After Wipro, there has been a change of guard at another tech major. Roshni Nadar Malhotra took over as chairperson of HCL Technologies on Friday after her father Shiv Nadar, who was chairman of the company, decided to step down. Shiv Nadar, however, would continue to the managing director, with the designation, chief strategy officer, the tech major said while announcing its results for the first quarter of FY21.
Roshni Nadar Malhotra, who was earlier non-executive director at HCL Technologies and vice chairperson of the HCL Technologies board, is the executive director and CEO of HCL Corporation, and a trustee of the Shiv Nadar Foundation.
Shiv Nadar, who started his career as a management trainee at DCM, set up HCL in the 1970s in a Delhi barsati (a single room the terrace, like an attic), along with five of his DCM colleagues. Starting off as a hardware manufacturer, HCL evolved into a software services organisation.
“He (Shiv Nadar) is an institution in himself who has built many other great institutions… This took guts, intellect, passion, and perseverance. There is only one of his kind that is why I call him the Shahenshah of the tech world,” said former HCL Technologies CEO Vineet Nayar.
In the first full quarter affected by the Covid-19 pandemic, HCL Technologies posted a 31.7% year-on-year rise in net profit at ₹2,925 crore. It reported revenue of ₹17,841 crore for the quarter ended June 30, up 8.6% over the previous year. Earnings before interest and tax (EBIT) was ₹3,660 crore, with an EBIT margin of 20.5%.
However, the pandemic had left its dent. When compared to the previous quarter, HCL’s net profit fell 7.3%, while its revenue declined 4%. Ebitda fell 3.3% over the previous quarter to ₹4,566 crore; year-on-year, it was up 34.3%. EBIT was down 5.7% over the previous quarter. In dollar terms, revenue was flat at $2,356 million, up 0.3% year-on-year. In constant currency terms, it was up 1% from the year-ago period. HCL Tech’s shares closed at ₹623.45 on the BSE, down 0.67% from the previous close.

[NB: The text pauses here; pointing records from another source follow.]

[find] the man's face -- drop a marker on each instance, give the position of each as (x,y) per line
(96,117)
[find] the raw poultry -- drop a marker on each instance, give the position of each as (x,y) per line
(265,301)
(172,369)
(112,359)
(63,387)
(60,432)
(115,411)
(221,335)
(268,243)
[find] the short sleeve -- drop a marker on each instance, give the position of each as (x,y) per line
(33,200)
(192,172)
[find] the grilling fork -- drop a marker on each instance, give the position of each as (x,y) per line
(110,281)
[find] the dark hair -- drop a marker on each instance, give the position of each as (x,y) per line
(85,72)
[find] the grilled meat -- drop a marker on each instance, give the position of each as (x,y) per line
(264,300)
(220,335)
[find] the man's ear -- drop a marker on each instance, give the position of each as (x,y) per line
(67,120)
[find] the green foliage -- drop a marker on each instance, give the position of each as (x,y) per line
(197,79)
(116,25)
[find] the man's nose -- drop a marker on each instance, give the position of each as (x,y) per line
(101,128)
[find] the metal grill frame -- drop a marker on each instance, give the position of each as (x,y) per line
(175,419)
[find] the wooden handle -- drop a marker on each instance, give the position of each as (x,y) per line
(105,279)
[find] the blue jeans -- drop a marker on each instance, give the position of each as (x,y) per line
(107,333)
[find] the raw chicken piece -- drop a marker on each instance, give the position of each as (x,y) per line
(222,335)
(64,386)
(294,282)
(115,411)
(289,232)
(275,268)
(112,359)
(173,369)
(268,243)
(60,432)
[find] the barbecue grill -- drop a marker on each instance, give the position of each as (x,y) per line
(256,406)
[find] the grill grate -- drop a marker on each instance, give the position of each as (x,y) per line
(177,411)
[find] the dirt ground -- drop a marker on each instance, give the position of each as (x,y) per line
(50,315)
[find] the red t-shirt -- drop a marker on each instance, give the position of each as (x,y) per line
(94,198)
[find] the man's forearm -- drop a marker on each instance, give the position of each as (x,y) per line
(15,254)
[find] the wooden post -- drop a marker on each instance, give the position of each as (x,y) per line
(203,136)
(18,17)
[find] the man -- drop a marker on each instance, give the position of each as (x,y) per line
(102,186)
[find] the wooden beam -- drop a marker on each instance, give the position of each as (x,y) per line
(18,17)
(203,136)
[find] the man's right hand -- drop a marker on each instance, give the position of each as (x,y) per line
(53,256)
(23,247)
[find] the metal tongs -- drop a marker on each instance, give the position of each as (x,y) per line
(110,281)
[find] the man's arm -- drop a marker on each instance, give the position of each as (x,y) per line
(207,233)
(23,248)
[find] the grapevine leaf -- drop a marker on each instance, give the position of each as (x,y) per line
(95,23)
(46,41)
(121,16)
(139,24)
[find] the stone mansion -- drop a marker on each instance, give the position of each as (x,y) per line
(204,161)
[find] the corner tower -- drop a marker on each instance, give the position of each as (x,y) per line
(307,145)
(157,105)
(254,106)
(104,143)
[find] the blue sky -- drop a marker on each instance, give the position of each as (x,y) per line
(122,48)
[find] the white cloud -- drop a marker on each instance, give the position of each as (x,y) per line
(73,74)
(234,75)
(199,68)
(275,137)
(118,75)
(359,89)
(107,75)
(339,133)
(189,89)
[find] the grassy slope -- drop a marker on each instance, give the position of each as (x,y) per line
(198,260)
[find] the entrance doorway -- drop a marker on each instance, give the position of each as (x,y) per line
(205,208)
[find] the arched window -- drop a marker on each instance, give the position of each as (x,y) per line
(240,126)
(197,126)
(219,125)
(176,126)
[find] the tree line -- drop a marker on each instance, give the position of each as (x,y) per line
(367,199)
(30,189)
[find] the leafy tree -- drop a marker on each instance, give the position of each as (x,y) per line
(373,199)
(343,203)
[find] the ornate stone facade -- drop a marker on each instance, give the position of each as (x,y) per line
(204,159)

“The adverse conditions during this quarter had an anticipated negative impact on our revenue. I am happy to report that the resilience of our operating model helped us deliver stellar operating margins and cashflows. We had healthy bookings enabled by 11 new transformational deal wins. We also renewed several large deals during the quarter,” said C. Vijayakumar, president & CEO, HCL Technologies.
While all geographies saw a contraction in growth sequentially, Americas grew 1.2% over the previous year, while the Rest of the World grew 4%; year-on-year growth in Europe was flat. Thanks to the Covid-19 crisis, all segments saw a decline in revenue on a quarter-on-quarter basis.
Despite the pandemic, HCL resumed the practice of providing annual guidance. For the next three quarters, it expects a 1.5%-2.5% rise in revenue in constant currency turns. For the whole of FY21, it expects operating margin to be between 19.5% and 20.5%.
The company also announced a dividend of ₹2 a share. “HCL’s margin resilience and cash generation prowess were highlighted this quarter, despite the Covid-led impact to the top line… We generated operating cash flow (OCF) of $819 million and Free Cash Flow (FCF) of $757 million, being 212% and 196% respectively of net income; FCF came in more than double the quarterly average last financial year. Consequently, we closed the quarter with gross cash of $1.95 billion and net cash of $1.33 billion,” said Prateek Aggarwal, CFO, HCL Technologies.
Total headcount rose to 150,287 as of June 30, against 143,900 in the year-ago period. And IT Services attrition fell to 14.6%, down 270 basis points year-on year. Like its peers Wipro and Infosys, HCL Technologies has also decided to not give employee salary increments, it was reported.
“We are living in unprecedented times where organisations and people across geographies are dealing with challenges related to the pandemic. However, this has also pushed businesses to accept the pandemic as a catalyst for change and look at building agility and resilience into every level of their organisation. HCL, along with its partners, is helping customers embrace digital transformation and innovation to emerge stronger in this new normal. I am confident that, with decisive action leveraging digital momentum and sustainable business practices, we will together emerge as stronger entities,” Shiv Nadar said.